There are a few distinct aromas in the automobile industry; some good, some not so good.  Everyone who has ever owned a brand new car probably remembers the “new car” smell.  Fresh from the factory, the upholstery still carries with it the smell of a warranty not yet broken in, and this is where everyone makes the vow to keep that smell as long as possible – maybe even for the life of the car.  After 5 or 6 fast food bags and a few spilled cups of coffee, however, the smell is gone, and soon, you don’t even notice anything when you open the door.  When your car starts emitting other smells, however, it can be helpful to know what they mean.
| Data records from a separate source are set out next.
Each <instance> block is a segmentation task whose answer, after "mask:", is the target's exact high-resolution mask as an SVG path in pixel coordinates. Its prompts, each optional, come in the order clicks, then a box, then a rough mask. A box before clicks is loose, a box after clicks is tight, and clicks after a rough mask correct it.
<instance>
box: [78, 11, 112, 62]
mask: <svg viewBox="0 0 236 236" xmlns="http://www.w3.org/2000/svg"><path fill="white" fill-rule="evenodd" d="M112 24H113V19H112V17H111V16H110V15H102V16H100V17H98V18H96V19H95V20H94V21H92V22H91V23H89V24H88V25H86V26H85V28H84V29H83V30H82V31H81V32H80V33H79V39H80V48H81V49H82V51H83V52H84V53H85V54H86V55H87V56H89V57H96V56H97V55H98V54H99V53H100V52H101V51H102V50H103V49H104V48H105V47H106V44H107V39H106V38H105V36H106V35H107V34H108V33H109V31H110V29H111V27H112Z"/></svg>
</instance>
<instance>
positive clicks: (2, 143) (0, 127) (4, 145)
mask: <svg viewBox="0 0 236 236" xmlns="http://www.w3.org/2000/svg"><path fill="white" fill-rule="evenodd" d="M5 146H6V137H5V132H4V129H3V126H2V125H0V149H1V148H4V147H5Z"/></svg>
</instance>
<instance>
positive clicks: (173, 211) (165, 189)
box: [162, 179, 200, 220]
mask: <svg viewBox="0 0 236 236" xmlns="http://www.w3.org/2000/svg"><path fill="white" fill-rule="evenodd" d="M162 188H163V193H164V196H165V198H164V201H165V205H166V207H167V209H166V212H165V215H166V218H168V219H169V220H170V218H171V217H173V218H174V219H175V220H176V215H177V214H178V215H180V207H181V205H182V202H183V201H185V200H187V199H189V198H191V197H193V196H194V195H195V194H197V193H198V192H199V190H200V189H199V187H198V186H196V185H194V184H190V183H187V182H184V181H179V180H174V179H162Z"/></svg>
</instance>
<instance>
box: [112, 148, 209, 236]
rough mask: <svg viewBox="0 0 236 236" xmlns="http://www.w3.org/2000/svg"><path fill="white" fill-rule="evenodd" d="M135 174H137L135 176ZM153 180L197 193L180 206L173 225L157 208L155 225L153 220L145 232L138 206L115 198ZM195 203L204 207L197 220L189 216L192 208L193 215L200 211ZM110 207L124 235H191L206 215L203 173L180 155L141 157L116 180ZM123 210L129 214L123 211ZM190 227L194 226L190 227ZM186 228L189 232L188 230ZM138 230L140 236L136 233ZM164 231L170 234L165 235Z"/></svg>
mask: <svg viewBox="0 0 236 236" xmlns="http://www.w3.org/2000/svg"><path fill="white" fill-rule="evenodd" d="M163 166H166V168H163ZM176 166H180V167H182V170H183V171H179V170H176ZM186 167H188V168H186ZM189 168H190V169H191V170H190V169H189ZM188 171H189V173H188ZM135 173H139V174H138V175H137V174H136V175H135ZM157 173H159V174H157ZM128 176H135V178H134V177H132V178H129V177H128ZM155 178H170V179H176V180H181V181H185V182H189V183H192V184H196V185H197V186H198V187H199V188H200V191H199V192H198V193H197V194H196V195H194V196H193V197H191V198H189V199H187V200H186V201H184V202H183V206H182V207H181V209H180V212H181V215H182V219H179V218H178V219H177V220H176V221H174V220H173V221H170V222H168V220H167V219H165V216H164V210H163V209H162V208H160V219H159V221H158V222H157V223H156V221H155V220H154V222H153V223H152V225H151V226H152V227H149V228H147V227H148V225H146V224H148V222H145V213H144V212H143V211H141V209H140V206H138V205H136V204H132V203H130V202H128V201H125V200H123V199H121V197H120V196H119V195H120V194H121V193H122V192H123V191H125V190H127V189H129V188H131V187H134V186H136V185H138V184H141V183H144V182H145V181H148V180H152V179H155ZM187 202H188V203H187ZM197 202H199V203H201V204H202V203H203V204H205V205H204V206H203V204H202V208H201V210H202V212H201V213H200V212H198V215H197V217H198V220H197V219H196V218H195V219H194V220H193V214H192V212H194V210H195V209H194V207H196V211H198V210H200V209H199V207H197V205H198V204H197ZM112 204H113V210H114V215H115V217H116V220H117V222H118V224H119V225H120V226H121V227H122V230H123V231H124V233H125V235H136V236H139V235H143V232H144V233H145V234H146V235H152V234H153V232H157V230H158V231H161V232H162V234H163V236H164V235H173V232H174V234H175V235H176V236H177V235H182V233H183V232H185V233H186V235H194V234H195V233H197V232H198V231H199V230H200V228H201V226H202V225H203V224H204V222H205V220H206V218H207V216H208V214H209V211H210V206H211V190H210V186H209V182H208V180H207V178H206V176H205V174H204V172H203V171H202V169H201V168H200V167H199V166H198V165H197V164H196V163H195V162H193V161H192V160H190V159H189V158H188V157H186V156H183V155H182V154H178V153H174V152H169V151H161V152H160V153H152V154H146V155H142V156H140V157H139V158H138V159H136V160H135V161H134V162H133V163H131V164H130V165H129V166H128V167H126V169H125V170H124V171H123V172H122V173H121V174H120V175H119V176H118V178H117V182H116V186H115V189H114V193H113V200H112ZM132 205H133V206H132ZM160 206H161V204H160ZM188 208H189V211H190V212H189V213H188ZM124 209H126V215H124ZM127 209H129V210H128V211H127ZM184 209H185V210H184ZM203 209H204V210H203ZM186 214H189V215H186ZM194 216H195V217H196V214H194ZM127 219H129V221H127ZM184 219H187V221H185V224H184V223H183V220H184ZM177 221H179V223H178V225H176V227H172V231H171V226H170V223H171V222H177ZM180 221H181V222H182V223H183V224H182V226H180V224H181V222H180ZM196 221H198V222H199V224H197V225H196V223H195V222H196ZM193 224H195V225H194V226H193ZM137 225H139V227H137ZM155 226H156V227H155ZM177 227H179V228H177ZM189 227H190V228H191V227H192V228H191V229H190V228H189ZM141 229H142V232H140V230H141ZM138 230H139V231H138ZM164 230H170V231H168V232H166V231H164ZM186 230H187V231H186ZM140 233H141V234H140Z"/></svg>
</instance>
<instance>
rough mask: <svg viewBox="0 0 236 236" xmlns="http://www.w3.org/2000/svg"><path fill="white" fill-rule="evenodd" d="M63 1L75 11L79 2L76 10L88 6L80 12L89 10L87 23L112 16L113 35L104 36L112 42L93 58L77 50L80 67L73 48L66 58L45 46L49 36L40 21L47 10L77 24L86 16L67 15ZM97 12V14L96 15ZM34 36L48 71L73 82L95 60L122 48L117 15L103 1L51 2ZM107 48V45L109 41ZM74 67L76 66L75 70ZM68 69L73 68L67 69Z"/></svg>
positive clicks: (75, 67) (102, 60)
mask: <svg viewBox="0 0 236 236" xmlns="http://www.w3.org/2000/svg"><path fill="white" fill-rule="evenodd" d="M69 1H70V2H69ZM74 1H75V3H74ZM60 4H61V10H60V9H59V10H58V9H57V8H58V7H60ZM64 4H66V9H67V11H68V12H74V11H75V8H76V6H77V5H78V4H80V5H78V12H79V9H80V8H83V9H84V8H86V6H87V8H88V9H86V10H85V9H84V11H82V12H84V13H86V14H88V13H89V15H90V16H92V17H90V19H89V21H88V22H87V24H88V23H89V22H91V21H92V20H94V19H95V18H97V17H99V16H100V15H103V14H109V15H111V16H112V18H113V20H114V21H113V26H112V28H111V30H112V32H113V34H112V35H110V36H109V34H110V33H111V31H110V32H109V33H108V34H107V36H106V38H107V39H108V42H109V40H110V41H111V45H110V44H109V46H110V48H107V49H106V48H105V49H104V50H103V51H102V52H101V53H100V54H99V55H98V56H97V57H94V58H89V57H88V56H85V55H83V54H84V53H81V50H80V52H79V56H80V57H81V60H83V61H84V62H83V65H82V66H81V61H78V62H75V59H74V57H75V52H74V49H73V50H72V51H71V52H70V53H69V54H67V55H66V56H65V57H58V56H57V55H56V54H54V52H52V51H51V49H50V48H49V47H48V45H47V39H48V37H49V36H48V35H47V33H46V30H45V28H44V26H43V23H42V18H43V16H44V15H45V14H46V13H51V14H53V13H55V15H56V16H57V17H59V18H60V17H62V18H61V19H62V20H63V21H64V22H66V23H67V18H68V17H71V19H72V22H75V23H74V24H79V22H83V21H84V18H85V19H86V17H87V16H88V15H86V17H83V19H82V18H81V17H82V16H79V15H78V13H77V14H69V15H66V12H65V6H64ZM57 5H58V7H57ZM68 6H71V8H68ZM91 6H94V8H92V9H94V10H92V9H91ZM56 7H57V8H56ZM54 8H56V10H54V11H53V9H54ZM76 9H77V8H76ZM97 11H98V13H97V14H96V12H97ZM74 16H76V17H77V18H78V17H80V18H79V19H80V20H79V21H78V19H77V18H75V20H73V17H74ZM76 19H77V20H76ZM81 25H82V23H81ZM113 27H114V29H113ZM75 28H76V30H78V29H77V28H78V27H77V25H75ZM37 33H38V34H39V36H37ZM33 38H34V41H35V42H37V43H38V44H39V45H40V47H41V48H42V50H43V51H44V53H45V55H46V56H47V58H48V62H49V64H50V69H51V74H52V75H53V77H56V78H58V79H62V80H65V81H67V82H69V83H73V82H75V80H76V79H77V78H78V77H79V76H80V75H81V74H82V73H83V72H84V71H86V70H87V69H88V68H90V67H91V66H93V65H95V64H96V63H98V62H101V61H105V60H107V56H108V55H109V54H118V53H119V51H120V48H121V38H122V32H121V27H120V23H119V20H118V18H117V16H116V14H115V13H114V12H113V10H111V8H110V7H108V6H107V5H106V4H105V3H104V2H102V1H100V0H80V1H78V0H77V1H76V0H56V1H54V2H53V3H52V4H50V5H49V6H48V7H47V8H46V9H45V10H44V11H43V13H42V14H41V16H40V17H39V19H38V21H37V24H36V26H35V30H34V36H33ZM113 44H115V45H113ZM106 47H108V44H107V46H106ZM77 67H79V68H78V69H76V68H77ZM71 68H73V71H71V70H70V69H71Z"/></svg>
There are several areas in which a smell could indicate a problem with your car.  In this post, we’ll try to describe them, and propose a few possible diagnoses.  Of course this is not a fool-proof method, and should in no way be used to serve as a full assessment of your vehicle’s condition, but being keen to a few different things can certainly help you describe a problem to your auto repair center.

  1. Gasoline:  The strong smell of gasoline when you’re sitting at a stop light could be an indication of a fuel leak, a timing problem, or a fuel/air mixture which is too rich in fuel.  Has your gas mileage dropped noticeably recently?  Do you notice spots where you park your car?  If you notice the smell regardless of whether the car is on, it could very well be a leak in the system – especially if you have an older vehicle.  If you notice it primarily when the car is running, check the exhaust.  Is it dark and smoky?  This could indicate a mixture problem.  Bring these items up when you bring your car in.

    Auto_repair_Maxima_4th_gn3-300x225

    check for leaks around hoses on a regular basis

  2. Antifreeze:  That sweet smell which often shows up when you run your heat is most likely a coolant leak.  There are 2 common spots for a coolant leak.  Opening the hood and checking a few things will often tell you where the leak is coming from
    1. Hoses:   Squeeze the hoses coming out of the radiator (that’s the big flat piece sitting vertically in front of the car.) Are the hoses soft? Do you see any indication of fluid leaking out of them?  Check the clamps coming out of the radiator.  This is a common leak point.  Fortunately, replacing these hoses is a relatively reasonable repair.
    2. If the hoses are firm and don’t show signs of leakage, the problem could be your radiator.  Look for cracks in the plastic or signs of damage to the radiator.  When the car is running, do you see leaks?  Look for steam, but be careful.  NEVER TRY TO OPEN THE RADIATOR WHEN THE ENGINE IS WARM OR RUNNING!  This could cause serious burns.  When in doubt, bring your car to 5 Points, and we’ll help you diagnose it.
    3. Air Conditioning Smells:  So, we’re in spring time, and soon we’ll all be running the air conditioning in our cars. Often, you’ll notice a damp moldy smell when you run the air after it’s been off for a while.  This is most likely mold or condensation which hasn’t drained completely.  Aside from being undesirable, it’s really not the healthiest thing.   Fortunately, if this is your case, we can easily help.  Over time, the drain pipe will become clogged with sediment, and needs to be cleaned out.  It can be difficult to get to, but is something that we can include in our spring tune up package.

These are only a few items to look for.  As always, you, the vehicle owner, are the best source of information, as you are in contact with your car more than anyone else and can tell when things change.  Keeping a log of what you notice and when you notice it can help you make sure you keep your car running smoothly.